Thompson Sampling vs Pure Exploration Thompson Sampling
You are given \(N\) coins which may be biased. Whenever you toss a coin and get a Heads, you score a point. Now consider these two objectives:
- Maximize the total points scored.
- Find the coin which has the highest chance of landing Heads, a.k.a the best coin.
If you know the best coin, you can keep tossing this coin and thereby get the best score. But, the problem is that you don’t know the biases of these coins. Although these objectives are intimately related, they are very different.

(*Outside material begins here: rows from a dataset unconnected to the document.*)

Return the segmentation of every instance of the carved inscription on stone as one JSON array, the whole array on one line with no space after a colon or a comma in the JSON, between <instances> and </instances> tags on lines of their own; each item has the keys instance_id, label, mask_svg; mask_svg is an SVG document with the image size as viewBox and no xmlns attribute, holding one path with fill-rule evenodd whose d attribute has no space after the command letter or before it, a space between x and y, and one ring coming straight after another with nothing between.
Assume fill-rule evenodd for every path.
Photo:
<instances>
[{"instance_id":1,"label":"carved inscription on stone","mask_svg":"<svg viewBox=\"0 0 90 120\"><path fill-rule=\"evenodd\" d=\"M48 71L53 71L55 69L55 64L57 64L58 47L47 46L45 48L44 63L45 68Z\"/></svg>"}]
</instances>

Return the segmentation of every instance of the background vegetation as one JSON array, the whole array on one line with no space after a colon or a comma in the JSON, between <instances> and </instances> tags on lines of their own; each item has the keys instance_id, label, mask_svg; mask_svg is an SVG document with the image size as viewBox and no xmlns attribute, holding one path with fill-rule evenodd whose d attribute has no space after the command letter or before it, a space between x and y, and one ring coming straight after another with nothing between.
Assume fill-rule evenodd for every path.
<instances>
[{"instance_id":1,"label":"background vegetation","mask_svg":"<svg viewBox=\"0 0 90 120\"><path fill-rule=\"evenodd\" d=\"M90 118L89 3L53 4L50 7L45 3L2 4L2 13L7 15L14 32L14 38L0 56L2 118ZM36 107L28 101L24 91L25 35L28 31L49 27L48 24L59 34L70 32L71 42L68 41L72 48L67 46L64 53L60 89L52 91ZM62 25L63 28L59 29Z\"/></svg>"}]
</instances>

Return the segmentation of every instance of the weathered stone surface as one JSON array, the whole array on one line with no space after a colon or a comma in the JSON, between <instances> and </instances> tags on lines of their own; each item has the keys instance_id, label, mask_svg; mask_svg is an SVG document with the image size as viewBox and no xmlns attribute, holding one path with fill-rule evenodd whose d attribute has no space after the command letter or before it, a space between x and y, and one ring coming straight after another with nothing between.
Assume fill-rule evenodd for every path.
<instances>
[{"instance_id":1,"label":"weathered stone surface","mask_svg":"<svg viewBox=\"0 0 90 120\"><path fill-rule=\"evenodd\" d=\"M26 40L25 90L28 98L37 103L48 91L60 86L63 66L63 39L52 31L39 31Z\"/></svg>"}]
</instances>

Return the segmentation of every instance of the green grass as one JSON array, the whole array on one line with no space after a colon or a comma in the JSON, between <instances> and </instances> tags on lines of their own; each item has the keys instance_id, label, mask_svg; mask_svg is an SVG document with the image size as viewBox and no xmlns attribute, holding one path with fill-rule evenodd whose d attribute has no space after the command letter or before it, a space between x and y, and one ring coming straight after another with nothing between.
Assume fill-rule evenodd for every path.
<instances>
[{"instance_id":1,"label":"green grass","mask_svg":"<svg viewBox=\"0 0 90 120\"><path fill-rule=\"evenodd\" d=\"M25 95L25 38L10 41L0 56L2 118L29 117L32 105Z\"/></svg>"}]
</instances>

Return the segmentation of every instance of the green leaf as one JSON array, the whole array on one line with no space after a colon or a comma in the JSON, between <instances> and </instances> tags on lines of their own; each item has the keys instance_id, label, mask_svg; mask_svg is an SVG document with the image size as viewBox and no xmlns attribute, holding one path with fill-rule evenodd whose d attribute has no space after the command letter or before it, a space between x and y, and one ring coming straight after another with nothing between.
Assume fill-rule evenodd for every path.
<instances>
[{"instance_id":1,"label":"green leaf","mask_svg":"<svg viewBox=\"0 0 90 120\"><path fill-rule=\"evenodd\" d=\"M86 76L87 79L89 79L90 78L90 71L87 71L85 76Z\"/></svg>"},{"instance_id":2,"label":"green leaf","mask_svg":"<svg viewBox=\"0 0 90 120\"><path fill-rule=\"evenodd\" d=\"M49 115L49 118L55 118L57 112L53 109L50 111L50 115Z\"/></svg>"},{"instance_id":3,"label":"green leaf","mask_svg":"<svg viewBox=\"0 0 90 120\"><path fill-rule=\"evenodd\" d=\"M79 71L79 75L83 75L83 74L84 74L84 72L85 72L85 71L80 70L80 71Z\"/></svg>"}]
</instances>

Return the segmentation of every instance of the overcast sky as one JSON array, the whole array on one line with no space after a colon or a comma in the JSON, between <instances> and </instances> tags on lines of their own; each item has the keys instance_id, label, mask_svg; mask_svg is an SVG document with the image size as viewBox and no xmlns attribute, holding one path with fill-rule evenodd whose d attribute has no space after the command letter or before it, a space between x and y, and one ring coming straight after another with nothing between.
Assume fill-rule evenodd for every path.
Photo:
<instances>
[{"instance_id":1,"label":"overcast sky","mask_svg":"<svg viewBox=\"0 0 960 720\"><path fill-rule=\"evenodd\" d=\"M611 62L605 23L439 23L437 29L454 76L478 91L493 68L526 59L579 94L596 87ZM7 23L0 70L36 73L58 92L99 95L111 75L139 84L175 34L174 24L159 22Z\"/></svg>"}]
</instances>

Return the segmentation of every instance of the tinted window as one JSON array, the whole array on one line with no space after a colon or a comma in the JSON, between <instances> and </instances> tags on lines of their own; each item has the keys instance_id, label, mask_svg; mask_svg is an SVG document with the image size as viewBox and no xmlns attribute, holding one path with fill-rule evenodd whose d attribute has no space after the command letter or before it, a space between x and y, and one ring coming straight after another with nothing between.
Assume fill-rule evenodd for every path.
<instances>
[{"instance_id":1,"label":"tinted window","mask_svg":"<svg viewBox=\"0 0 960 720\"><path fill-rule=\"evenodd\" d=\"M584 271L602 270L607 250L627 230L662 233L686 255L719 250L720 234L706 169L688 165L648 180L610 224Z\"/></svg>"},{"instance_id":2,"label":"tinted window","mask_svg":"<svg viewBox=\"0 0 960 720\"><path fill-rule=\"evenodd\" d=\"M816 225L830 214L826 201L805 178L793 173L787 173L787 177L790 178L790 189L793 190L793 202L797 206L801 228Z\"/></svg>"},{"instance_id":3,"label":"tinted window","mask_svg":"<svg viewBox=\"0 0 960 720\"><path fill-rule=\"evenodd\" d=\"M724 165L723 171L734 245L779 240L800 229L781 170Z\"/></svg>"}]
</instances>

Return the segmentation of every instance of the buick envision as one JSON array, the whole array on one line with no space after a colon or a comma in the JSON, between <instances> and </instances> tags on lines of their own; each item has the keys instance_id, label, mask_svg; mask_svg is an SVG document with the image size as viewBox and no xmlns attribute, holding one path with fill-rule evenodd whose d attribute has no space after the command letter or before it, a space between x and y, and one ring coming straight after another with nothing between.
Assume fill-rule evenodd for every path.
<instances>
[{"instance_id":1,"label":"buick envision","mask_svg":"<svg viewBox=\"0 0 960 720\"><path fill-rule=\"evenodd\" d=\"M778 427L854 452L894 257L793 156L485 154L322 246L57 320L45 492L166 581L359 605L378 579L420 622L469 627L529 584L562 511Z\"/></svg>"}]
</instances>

This post is inspired from some of my recent work at XRCI. The set of \(N\) coins is equivalent to a Bernoulli Multi Armed Bandits (MAB), which I talked about in my previous blog post. There could be two different of objectives in MABs.
The first one, and probably the most extensively studied one is the objective of maximizing the cumulative reward or minimizing the regret incurred. This is the same as the first objective in our coin tossing problem. There are several provably optimal algorithms for this objective, but my favourite one is Thompson Sampling.
The second objective is to find the best arm. There exist two scenarios here:
- Fixed Budget: Find the best arm within a fixed number of arm pulls.
- Fixed Confidence: Find the best arm with a fixed high confidence in as few arm pulls as possible.
These can be termed as “Pure Exploration” problems, as the objective is to output one arm and not to maximize the rewards.
Now I present Bayesian algorithms for maximizing the rewards and for finding the best arm in the fixed confidence setting. They work by maintaining a prior distribution on the mean of each arm. As we are dealing with coins here, the rewards of the arms are drawn from a Bernoulli distribution. Form my previous post on Conjugate Priors, we know that a Beta distribution is the conjugate prior for a Bernoulli likelihood. Hence, we use a uniform Beta prior for each arm. Let the \(N\) arms(coins) be numbered from \(1\) to \(N\). Let the mean of arm \(i\)( probability of heads for coin \(i\) ) be \(\mu_i\). Let \(S_i\) denote the number of times arm \(i\) gave a reward \(1\) (coin \(i\) came up Heads) and \(F_i\) denote the number of times it gave a reward \(0\) (came up Tails). The procedure for picking arms and posterior updates is as follows:
Thompson Sampling (TS)
TS is a randomized Bayesian algorithm for maximizing the cumulative rewards collected. At each step, it samples a bandit instance from, the current posterior, i.e., samples a mean value for each of its arms from the current posterior. It then pulls the arm with the highest sampled mean. It updates the posterior of this arm according to the reward it receives. The TS algorithm for choosing arms is as follows: Recently, TS has been proved to achieve the theoretically optimal logarithmic regret bound. The TS idea is a general sampling technique and is not limited to multi armed bandits. With a suitable sampling procedure and conjugate update, it can be extended to contextual bandits and Markov decision processes (PSRL algorithm) as well.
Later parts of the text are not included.